It’s no secret that Liverpool legend Steven Gerrard is in the twilight of his career. In fact, twilight may be a bit conservative. If Gerrard’s career represented a full day, he’d be in bed wondering who the guest was going to be on The Daily Show. There’s no shame in that, of course. Gerrard is 34 years old and approaching his 500th professional appearance. He’s served his time, and has done so wonderfully.
Unfortunately, Gerrard is in the middle of a poor season for a Liverpool team that has been collectively bad, and in an effort to combat his declining athleticism and pace, Gerrard continues to adjust to a deeper position in midfield. Now, in the face of those 34 years, the adjustment provides a nice excuse.
“Steven has been slowly adapting to a position I felt would really benefit the team — the playmaking role behind.”
Brendan Rodgers knows this isn’t working. He’s found himself in a position where he’s defending Gerrard’s place in the team, but everything positive he says is in the past tense or a comment on character and spirit, rather than on-field performance.
“People expect Steven to be the type of player he was 10 or 12 years ago but sadly that’s not the case.
“That player who scored 15 a season and made 13 or 14 assists — he’s not that type of player anymore. It’s hugely unfair he gets judged on that level.”
What’s sad is that it seems we’ve entered the phase of Stevie G’s career where everyone is talking about him like the grandfather they just moved into an old folks home. We’re a few weeks away from reading things like, “He’s still so alert,” or, “We just hope he stays active.” It’s a bummer.
“He can play three games a week but not to the level he would like or I would like so it’s up to me to manage that.
“It’s fairly easy to manage because he’s such a top-class professional player. He accepts what’s best for Liverpool. He knows that every decision is in the best interests of the club.”
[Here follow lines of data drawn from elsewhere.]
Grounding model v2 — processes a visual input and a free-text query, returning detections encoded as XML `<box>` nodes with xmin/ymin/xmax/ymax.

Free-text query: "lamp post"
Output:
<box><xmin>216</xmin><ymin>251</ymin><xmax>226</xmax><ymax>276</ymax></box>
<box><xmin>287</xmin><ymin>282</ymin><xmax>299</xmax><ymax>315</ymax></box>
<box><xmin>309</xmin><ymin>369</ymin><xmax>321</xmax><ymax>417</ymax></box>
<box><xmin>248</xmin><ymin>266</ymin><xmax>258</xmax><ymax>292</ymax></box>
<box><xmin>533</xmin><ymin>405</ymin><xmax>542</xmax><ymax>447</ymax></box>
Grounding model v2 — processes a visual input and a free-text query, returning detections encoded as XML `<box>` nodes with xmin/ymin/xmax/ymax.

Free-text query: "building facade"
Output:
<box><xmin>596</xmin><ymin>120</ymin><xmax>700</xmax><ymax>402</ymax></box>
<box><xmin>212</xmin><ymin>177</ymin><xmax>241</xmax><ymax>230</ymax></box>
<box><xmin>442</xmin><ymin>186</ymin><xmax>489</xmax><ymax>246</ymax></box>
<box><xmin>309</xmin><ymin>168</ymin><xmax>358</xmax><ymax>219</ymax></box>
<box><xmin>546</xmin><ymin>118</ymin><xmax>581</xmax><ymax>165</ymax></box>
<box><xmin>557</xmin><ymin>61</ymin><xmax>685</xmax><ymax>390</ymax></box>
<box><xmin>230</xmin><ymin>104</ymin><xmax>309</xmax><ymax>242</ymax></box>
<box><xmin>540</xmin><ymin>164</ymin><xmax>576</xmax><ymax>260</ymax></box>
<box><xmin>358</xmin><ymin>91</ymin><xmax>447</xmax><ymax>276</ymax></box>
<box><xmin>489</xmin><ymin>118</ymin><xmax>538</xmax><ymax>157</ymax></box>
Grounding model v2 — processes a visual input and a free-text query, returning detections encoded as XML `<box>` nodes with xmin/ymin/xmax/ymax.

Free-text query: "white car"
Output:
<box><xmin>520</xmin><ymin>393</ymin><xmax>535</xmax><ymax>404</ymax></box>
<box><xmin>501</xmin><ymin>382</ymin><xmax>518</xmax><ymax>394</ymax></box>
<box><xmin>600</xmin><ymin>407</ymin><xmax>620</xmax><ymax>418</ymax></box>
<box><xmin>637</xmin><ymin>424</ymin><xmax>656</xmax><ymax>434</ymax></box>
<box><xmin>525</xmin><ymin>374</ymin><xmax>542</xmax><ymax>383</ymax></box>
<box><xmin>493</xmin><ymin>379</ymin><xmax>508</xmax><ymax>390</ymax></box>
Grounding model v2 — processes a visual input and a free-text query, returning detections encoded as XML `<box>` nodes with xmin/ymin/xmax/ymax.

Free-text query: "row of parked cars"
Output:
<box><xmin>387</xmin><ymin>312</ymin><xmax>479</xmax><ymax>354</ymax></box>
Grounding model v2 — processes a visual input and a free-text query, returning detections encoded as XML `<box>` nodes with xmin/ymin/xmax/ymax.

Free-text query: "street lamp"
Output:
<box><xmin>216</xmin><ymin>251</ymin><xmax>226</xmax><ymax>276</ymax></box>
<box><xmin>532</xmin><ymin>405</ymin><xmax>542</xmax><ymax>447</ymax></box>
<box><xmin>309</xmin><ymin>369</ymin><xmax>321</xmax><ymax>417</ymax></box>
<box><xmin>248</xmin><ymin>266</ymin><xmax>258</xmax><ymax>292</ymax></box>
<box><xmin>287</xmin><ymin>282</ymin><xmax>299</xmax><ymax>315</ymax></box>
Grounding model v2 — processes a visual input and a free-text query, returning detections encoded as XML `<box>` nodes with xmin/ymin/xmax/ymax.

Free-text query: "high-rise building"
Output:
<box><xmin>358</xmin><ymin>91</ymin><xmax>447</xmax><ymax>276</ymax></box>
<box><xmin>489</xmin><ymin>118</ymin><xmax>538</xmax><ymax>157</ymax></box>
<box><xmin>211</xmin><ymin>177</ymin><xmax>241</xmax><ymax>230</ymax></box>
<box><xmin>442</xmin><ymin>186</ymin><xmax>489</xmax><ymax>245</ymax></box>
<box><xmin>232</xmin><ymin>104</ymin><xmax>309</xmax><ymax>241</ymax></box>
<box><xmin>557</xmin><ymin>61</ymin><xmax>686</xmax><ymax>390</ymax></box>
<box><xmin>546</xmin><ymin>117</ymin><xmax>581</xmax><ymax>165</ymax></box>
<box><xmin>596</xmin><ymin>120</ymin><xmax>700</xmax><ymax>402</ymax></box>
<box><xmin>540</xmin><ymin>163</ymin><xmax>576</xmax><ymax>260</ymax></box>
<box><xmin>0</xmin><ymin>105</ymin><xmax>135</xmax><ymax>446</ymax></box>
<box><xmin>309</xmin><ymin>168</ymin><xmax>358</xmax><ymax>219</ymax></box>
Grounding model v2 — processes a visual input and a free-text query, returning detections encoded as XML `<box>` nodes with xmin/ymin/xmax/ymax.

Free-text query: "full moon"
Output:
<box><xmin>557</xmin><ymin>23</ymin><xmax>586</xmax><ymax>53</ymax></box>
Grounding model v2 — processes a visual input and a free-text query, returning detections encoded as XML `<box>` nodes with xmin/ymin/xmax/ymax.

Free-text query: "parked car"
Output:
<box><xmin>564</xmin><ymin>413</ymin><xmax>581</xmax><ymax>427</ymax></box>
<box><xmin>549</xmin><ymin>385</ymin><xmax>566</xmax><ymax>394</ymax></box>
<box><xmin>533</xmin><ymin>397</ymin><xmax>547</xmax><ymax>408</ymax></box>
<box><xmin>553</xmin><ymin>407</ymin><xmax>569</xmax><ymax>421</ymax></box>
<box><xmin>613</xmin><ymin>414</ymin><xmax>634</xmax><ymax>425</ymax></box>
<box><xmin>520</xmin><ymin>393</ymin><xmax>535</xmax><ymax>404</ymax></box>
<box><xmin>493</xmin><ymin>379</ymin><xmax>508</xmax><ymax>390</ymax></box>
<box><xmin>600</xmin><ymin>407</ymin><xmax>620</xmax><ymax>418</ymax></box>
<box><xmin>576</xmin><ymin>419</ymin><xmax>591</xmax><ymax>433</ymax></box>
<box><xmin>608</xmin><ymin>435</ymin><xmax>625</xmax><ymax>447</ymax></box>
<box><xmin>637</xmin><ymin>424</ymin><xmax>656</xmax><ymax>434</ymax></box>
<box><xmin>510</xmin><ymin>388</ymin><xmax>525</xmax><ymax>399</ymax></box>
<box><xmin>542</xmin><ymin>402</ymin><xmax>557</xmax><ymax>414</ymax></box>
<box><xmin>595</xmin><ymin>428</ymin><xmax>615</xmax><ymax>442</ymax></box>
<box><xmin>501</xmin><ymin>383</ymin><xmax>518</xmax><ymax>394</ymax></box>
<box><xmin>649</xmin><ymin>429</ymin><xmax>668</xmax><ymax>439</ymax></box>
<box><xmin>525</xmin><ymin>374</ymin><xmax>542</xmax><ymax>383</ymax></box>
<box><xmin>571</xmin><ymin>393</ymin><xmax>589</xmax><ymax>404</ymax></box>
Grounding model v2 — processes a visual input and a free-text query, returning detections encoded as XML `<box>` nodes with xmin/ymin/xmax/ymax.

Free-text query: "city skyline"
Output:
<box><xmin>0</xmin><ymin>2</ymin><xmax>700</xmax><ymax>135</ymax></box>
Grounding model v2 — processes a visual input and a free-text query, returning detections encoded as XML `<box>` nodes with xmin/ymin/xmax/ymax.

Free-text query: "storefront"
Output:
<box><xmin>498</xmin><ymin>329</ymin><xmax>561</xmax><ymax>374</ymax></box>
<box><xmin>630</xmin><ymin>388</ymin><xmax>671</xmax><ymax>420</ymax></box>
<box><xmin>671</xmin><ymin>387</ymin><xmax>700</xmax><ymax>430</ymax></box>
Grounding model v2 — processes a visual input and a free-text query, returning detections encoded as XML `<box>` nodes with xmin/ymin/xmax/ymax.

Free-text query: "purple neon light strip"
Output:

Yeah, we can take Pop-Pop out today, but we have to get him back home by five so he can eat dinner and go to bed at a decent hour.
“I can safely say he’s the best player I’ve ever worked with — his mentality, commitment and loyalty he’s shown the football club has been incredible.
“I’ve shown in my time here as manager that I don’t deal in sentiment. There is nothing sentimental about me picking Steven. I judge him on what I see on the training field. I see the influence he has with the other players.
“No, Steven, you’re not holding anything back. You still got it, we promise.” Gerrard has become the granddad who’s not moving so well anymore — somebody who makes the family walk a lot slower so he can keep up.
They do it in a way that he doesn’t notice. After all, the man still has his pride. But more and more, this is becoming “You should have seen him back in the day!” We’re just saying these things to cheer Stevie up.